Let the speed of rowing in still water = x km/h

Let the speed of water = y km/h

Towards downstream, speed = x+y km/h, distance = 20 km, time = 2 hours

According to question, speed = distance/time

x + y = 20/2

⇒ y = 10 – x … (1)

Towards upstream, speed = x-y km/h, distance = 4 km, time = 2 hours

x – y = 4/2

⇒ x – y = 2

Putting the value of y form equation (1), we get

x – (10 – x) = 2

⇒ 2x = 12

⇒ x = 6

Putting the value of x in equation (1), we get

y= 10 – 6 = 4

Hence, speed of rowing in still water is 6 km/h and speed of water 4 km/h.

### 2 women and 5 men can together finish an embroidery work in 4 days, while 3 women and 6 men can finish it in 3 days. Find the time taken by 1 woman alone to finish the work, and also that taken by 1 man alone.

Let the number of days taken by 1 woman to complete the work = x

Let the number of days taken by 1 man to complete the work = y

So, the work done by 1 woman in 1 day = 1/x

And the work done by 1 man in 1 day = 1/y

According to first condition,

4(2/x + 5/y) = 1

⇒8/x + 20/y = 1 … (1)

According to second condition,

3(3/x + 6/y) = 1

⇒ 9/x + 18/y = 1 … (2)

Let, 1/x = a and 1/y=b … (3)

From equation (1), we get

8a + 20b = 1

⇒ a = (1 – 20b)/8 … (4)

From equation (2), we get

9a + 18b = 1

Putting the value of a form equation (4), we get

9((1 – 20b)/8) + 18b = 1

⇒ 9 – 180b + 144b = 8

⇒ – 36b = – 1

⇒ b = 1/36

Putting the value of b in equation (4), we get

a = (1 – 20(1/36))/8 = 4/72 =1/18

From the equation (3), we get

1/x = 1/18 and 1/y = 1/36

⇒ x = 18 and y = 36

Hence, 1 woman takes 18 days and 1 man takes 36 days to complete the work.

### Roohi travels 300 km to her home partly by train and partly by bus. She takes 4 hours if she travels 60 km by train and the remaining by bus. If she travels 100 km by train and the remaining by bus, she takes 10 minutes longer. Find the speed of the train and the bus separately.

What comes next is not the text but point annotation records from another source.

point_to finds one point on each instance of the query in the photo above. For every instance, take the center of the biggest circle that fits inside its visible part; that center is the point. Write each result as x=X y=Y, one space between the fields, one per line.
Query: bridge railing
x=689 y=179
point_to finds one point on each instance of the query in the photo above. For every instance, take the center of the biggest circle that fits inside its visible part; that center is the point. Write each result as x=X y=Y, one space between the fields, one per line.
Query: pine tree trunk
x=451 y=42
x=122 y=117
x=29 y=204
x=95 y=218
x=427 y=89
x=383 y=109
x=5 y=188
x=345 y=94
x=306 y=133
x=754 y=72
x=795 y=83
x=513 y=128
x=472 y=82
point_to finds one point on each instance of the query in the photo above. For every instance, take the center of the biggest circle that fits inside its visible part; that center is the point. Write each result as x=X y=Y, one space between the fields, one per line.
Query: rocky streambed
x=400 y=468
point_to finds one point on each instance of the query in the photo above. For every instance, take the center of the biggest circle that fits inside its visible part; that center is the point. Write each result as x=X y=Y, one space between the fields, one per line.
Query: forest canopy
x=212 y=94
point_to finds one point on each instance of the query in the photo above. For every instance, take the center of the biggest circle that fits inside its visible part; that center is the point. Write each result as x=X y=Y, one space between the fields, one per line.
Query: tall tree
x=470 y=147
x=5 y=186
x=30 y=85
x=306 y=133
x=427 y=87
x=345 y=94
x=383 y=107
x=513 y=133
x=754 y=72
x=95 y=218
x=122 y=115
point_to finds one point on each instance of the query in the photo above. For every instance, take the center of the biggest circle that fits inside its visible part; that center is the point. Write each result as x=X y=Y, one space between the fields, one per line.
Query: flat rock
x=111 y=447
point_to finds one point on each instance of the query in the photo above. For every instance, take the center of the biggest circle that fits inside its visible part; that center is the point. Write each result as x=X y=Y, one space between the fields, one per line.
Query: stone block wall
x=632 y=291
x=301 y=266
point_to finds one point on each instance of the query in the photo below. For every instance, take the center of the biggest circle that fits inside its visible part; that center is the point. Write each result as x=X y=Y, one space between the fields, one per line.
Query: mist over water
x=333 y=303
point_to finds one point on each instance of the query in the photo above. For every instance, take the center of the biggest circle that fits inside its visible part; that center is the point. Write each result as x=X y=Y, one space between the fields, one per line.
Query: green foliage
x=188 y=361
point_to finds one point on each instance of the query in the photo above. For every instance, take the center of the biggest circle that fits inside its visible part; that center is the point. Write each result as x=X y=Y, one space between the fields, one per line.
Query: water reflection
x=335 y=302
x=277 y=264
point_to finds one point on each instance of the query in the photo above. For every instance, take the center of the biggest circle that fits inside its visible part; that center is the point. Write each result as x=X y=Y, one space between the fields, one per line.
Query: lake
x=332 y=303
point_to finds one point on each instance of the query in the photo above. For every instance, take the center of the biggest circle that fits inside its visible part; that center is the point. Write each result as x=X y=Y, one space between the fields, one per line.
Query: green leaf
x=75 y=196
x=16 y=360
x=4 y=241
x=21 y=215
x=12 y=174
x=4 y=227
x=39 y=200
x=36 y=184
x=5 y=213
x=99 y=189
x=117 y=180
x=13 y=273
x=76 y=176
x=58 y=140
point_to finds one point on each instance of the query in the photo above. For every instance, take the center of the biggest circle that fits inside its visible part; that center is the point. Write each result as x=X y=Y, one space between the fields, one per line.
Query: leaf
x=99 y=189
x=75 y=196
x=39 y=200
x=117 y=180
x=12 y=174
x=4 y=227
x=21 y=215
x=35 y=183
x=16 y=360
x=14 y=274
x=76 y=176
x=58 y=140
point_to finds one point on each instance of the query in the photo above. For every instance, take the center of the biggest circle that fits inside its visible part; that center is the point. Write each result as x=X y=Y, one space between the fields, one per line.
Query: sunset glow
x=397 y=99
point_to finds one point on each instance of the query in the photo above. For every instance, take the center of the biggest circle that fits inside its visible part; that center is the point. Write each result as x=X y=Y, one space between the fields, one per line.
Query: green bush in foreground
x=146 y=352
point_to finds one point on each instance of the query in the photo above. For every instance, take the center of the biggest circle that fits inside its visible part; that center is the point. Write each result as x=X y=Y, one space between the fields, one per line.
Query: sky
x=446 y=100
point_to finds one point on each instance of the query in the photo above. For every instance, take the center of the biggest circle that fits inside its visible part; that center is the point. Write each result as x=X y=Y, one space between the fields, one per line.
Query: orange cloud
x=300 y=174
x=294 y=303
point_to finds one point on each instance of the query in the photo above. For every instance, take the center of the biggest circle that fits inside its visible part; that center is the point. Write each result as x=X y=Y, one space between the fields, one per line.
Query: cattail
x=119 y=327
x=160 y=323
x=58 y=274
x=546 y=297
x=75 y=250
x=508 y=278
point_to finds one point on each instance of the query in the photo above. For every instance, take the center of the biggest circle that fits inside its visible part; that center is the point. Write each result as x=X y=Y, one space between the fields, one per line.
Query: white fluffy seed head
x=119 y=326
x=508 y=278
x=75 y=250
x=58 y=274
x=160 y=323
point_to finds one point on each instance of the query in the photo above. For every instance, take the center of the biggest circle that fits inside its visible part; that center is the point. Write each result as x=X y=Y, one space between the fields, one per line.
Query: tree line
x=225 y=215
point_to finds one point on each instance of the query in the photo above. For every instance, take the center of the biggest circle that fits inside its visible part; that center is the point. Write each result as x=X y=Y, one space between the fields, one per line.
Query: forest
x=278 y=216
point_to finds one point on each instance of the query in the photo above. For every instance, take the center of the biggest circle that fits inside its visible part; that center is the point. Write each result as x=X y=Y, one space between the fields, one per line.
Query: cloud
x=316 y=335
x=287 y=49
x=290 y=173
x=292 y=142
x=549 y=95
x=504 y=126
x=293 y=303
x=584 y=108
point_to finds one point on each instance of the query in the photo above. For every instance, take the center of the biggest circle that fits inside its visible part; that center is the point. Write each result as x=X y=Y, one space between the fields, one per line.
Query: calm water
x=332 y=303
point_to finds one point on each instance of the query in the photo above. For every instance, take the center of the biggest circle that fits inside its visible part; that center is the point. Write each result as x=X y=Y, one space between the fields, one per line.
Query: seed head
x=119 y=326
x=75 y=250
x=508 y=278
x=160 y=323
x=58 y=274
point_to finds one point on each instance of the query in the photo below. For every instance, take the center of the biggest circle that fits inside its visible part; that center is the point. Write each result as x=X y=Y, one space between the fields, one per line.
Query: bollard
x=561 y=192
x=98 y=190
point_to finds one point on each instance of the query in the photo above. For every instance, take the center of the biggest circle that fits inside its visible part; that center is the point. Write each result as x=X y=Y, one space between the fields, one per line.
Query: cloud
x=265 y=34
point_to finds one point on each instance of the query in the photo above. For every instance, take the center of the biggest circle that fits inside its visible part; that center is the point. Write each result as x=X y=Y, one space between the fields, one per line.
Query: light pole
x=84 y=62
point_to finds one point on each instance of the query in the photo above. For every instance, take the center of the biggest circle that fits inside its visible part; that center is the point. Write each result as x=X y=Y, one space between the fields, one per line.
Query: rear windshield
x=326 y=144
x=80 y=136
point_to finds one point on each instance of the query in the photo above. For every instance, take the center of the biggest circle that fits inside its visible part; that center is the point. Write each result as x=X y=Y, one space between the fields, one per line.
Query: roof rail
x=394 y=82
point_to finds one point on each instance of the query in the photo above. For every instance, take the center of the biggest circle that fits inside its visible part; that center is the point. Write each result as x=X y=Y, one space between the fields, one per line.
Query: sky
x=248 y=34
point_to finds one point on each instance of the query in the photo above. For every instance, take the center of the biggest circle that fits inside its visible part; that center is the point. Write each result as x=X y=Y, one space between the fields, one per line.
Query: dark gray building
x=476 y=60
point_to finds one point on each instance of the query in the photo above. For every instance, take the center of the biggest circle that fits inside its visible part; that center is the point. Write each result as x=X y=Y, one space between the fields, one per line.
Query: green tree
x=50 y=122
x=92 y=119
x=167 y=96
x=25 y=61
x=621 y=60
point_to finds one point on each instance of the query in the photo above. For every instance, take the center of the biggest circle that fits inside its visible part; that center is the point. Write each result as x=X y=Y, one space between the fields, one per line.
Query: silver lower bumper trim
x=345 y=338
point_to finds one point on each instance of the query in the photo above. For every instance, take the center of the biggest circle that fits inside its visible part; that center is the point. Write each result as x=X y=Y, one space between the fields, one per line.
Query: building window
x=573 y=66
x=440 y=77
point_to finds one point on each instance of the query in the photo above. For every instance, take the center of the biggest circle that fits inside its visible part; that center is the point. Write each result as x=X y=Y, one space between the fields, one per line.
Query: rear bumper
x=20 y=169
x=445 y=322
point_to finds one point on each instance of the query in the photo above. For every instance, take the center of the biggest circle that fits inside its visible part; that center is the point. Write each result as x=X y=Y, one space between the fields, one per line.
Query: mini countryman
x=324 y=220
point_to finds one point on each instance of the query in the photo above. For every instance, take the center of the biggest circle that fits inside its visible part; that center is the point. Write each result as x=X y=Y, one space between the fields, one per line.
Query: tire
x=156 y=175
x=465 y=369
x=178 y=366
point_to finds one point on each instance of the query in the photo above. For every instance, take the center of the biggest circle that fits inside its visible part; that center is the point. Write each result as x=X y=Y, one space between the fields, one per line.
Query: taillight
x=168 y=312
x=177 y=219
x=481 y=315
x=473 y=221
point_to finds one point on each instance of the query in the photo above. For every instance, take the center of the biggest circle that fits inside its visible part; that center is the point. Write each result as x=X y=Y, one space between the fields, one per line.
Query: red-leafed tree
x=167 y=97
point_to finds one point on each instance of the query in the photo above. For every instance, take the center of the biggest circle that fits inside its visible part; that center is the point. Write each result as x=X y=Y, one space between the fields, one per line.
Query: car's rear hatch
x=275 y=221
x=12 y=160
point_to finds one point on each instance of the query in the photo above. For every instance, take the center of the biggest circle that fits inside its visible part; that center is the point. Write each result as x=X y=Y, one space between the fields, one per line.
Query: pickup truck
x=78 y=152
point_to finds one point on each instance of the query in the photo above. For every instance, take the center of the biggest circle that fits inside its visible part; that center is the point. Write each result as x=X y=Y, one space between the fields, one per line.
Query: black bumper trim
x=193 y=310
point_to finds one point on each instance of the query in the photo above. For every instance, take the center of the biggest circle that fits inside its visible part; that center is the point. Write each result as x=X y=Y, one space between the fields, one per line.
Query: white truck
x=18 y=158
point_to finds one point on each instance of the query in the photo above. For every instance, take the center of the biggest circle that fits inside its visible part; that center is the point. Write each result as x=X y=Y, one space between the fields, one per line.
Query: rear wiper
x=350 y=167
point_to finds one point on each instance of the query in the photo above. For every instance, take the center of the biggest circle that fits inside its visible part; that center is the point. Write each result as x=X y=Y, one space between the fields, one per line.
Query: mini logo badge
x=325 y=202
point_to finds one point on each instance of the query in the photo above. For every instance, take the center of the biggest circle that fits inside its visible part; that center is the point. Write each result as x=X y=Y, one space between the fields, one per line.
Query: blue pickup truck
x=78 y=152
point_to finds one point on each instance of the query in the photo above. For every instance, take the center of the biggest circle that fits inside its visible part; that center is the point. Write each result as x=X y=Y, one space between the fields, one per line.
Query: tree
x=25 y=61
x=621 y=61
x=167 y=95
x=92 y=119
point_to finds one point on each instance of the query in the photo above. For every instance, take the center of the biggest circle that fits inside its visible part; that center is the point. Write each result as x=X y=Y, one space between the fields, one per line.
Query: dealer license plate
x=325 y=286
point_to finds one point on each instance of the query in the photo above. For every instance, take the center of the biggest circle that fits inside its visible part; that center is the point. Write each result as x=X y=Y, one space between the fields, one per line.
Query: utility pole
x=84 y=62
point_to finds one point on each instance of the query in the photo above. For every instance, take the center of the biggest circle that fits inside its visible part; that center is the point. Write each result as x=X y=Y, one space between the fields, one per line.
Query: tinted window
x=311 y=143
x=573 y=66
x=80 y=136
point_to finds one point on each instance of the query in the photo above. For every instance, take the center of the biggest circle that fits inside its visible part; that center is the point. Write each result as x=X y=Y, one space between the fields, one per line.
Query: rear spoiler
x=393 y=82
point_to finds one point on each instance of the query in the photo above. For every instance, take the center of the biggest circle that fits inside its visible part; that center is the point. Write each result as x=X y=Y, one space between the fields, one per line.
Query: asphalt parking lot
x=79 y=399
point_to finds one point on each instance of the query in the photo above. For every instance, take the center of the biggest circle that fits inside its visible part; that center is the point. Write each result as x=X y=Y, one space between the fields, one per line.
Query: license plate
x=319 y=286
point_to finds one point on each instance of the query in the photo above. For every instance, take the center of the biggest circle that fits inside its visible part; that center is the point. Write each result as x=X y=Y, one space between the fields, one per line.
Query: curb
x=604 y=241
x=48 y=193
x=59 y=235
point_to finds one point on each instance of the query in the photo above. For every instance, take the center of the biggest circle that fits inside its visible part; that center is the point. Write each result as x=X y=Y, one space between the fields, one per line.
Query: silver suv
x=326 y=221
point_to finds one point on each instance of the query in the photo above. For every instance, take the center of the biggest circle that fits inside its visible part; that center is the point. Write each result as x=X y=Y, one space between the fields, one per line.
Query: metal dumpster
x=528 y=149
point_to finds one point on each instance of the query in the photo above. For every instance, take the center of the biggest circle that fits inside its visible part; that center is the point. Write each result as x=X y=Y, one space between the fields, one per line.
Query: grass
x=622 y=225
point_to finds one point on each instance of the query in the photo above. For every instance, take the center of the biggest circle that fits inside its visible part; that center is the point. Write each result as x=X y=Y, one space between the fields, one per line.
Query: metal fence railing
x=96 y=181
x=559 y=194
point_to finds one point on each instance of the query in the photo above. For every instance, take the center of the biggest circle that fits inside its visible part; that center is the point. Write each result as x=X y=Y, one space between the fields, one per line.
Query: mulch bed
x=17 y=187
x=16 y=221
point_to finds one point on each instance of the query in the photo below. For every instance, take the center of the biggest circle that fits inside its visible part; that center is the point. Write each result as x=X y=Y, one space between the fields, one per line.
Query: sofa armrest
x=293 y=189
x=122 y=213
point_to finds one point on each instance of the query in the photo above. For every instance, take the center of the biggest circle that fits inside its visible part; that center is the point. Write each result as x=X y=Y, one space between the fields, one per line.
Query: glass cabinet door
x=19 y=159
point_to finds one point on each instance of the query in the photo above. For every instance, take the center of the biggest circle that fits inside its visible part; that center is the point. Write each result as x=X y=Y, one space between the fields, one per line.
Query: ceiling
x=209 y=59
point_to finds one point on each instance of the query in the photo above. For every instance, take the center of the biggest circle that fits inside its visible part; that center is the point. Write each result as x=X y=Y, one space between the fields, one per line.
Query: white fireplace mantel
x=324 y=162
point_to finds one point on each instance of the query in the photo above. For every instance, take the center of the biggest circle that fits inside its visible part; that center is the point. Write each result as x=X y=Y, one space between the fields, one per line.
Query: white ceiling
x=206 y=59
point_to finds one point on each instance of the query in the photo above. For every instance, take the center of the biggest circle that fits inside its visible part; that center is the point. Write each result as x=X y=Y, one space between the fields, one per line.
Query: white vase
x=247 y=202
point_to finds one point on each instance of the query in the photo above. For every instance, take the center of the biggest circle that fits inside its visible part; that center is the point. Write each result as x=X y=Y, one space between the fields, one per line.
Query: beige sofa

Let the speed of train = x km/h

Let the speed of bus = y km/h

If she travels 60 km by train and the remaining by bus, she take 4 hours, so, according to question,

60/x + 240/y = 4 … (1)

If she travels 100 km by train and the remaining by bus, she take 10 minutes more, so, according to question,

100/x + 200/y = 4+10/60

⇒ 100/x + 200/y = 25/6 … (2)

Let, 1/x = a and 1/y=b … (3)

From the equation (1), we get

60a + 240b = 4

⇒ a = (4 – 240b)/60 … (4)

From the equation (2), we get

100a + 200b = 25/6

Putting the value of a from equation (4), we get

100((4 – 240b)/60) + 200b = 25/6

⇒ 40 – 2400b + 1200b = 25

⇒ – 1200b = -15

⇒ b = 1/80

Putting the value of b in equation (4), we get

a = (4 – 240(1/80))/60 = 1/60

From the equation (3), we get

1/x = 1/60 and 1/y = 1/80

⇒ x = 60 and y = 80

Hence, the speed of train is 60 km/h and the speed of bus is 80 km/h.

### How many questions are there in exercise 3.6 of class 10th mathematics?

There are in all 2 questions in exercise 3.6 of class 10th mathematics chapter 3 (Pair of linear equations in two variables). Q1 contains 8 parts and Q2 contains 3 word problems. Both Q1 and Q2 are important.

### How many examples are based on exercise 3.6 of class 10th Maths?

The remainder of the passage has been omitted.